ITO LAÏLA LE FRANÇOIS lives and works in Saint-Narcisse de Rimouski. After pursuing college education in art and craft techniques, she began a Bachelor’s of Fine Arts at Concordia University in 2013. Since then, her work has been the subject of several solo and group exhibitions all over Quebec (including Montreal, Quebec City, Rimouski, Step-Îles, Baie Comeau) as well as in Toronto. She is also the recipient of various prizes, grants, and distinctions including the prestigious 2015 RBC Grant for Emerging Artists in glass art.
Annual Student Exhibition
Vernissage: Thursday March 29, at 6 pm
Exhibition: March 30 to April 21, 2018
Students registered in the winter session of the Centre’s School of Art are invited to exhibit their work. The exhibition includes a variety of media and gives students the opportunity to exhibit in the context of a professional gallery. It’s also a chance to appreciate the great diversity of creative activity that takes place at the Centre.
Laurence Pilon It Once Was a Garden
Photo: Jean-Michael Seminaro
Vernissage: Thursday May 3 at 6 pm
Exhibition: May 4 to 26
Talk: Thursday May 10 at 7 pm
Regarding Cézanne’s still life of apples, Virginia Woolf wrote in her diary: “There are 6 apples in the Cézanne picture. What can 6 apples not be. I began to wonder. There’s a relationship to each other, & their colour, & their solidity.” Cézanne’s apples, for Woolf, led her to experience the wonder of matter beyond its representation.

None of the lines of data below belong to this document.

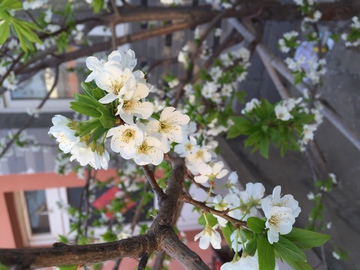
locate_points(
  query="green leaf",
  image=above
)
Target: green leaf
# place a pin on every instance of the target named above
(227, 231)
(109, 236)
(107, 119)
(88, 127)
(241, 126)
(84, 109)
(266, 254)
(264, 147)
(11, 4)
(67, 267)
(305, 239)
(209, 217)
(257, 225)
(288, 251)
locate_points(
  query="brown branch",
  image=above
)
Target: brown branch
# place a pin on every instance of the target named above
(207, 209)
(62, 254)
(139, 209)
(160, 236)
(151, 179)
(206, 189)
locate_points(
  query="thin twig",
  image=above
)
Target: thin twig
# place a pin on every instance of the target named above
(207, 209)
(150, 177)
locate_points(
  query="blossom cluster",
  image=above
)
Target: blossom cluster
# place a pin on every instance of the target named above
(137, 136)
(311, 15)
(352, 39)
(280, 212)
(306, 64)
(288, 42)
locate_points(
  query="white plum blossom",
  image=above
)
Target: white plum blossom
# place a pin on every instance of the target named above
(209, 236)
(186, 147)
(308, 133)
(280, 212)
(183, 56)
(226, 59)
(282, 113)
(209, 173)
(200, 155)
(125, 138)
(174, 82)
(130, 107)
(209, 89)
(64, 135)
(316, 16)
(149, 152)
(275, 199)
(31, 4)
(86, 156)
(169, 125)
(279, 221)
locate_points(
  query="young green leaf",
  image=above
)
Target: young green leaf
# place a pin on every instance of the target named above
(209, 217)
(306, 239)
(257, 225)
(109, 236)
(251, 246)
(288, 251)
(266, 254)
(299, 265)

It Once Was a Garden strikes a similar sense of wonder that I suspect Woolf felt when regarding the plump and ever-reddening apples in Cézanne’s still life. Laurence Pilon’s paintings afford us the pleasure that comes with being surprised by what we see. In our visually-dominated world, where seeing is often mistaken for knowing, Pilon’s artworks are generous gifts not to be taken for granted. Pilon denies us this false sense of mastery; her paintings—encrusted, bruised, velvety, patinated—instead declare themselves unknowable. Traces of time and labour are obscured by the process of accumulation. The layers of pigments fossilize to form a surface of muted blues, mauves, pinks, and browns reminiscent of an oyster shell before it has been polished, a cloudy opal, or tarnished silverware: objects weathered by time.

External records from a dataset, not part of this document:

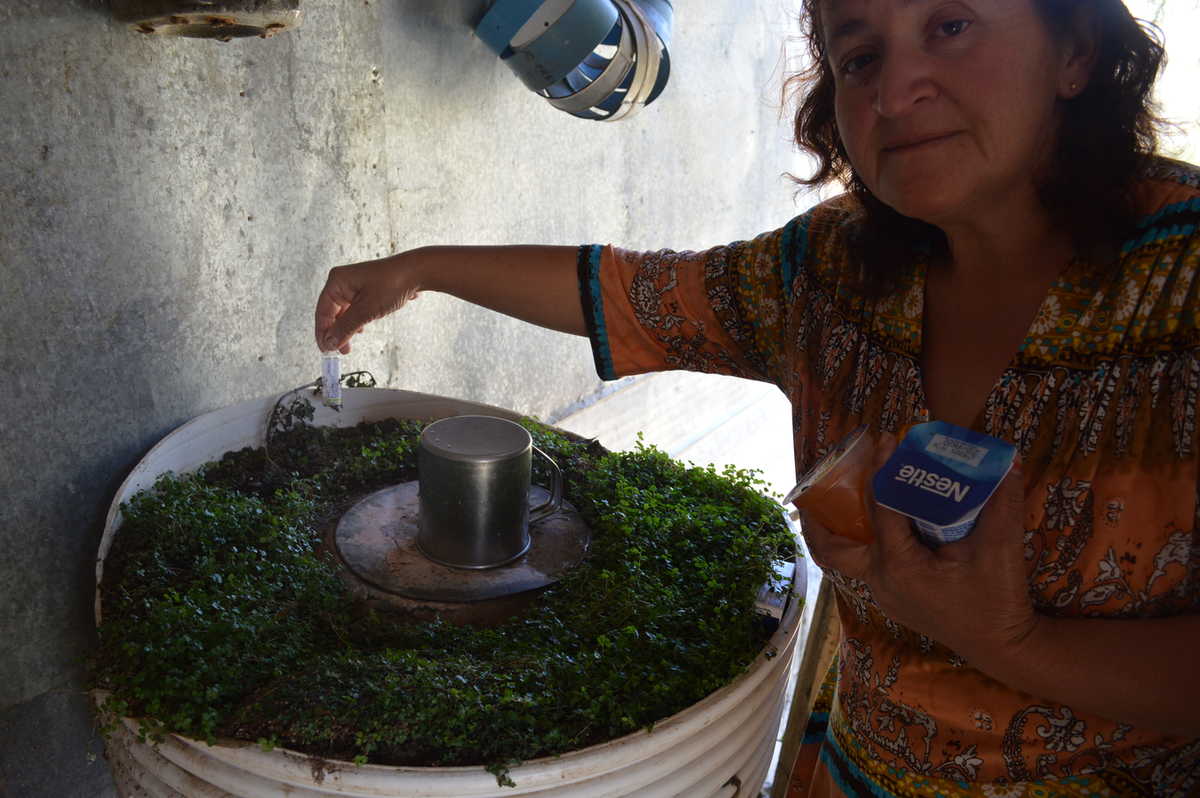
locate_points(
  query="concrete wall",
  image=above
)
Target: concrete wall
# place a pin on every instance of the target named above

Pilon’s paintings exist in a state of ambiguity. This resistance to categorization makes Pilon’s works particularly difficult to describe; they seem to sit at the edges of meaning. But they are forgiving objects, sympathetic to our desire to unearth and forge memories within the subtle inflections of colours and brushstrokes. Shadows of landscapes and figures lurk within layers of abstraction, giving shape to the way memory brings images in and out of focus and setting our own memory in motion.

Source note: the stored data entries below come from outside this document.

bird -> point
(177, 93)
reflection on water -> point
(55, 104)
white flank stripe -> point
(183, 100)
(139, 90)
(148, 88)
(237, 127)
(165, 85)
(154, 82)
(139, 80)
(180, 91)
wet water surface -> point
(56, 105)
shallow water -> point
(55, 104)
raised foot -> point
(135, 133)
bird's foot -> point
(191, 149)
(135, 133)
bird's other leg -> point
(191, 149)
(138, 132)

It Once Was a Garden suggests a lost utopia. Pilon creates an atmosphere drawn from urban façades, early modern painting, and frescos. This attention to the historicity (the specificity of its time and place) of colour imparts a sense of the longue durée, an accumulated materiality shaped by collective experience. Pilon’s paintings capture the density of time. As we watch, they grow heavier. I began to wonder.
Text by Sara Nicole England.
LAURENCE PILON lives and works in Montreal. She holds a Bachelor of Fine Arts from Concordia University, which she received in 2015 with great distinction. Her paintings have been exhibited in Montreal and in the United States.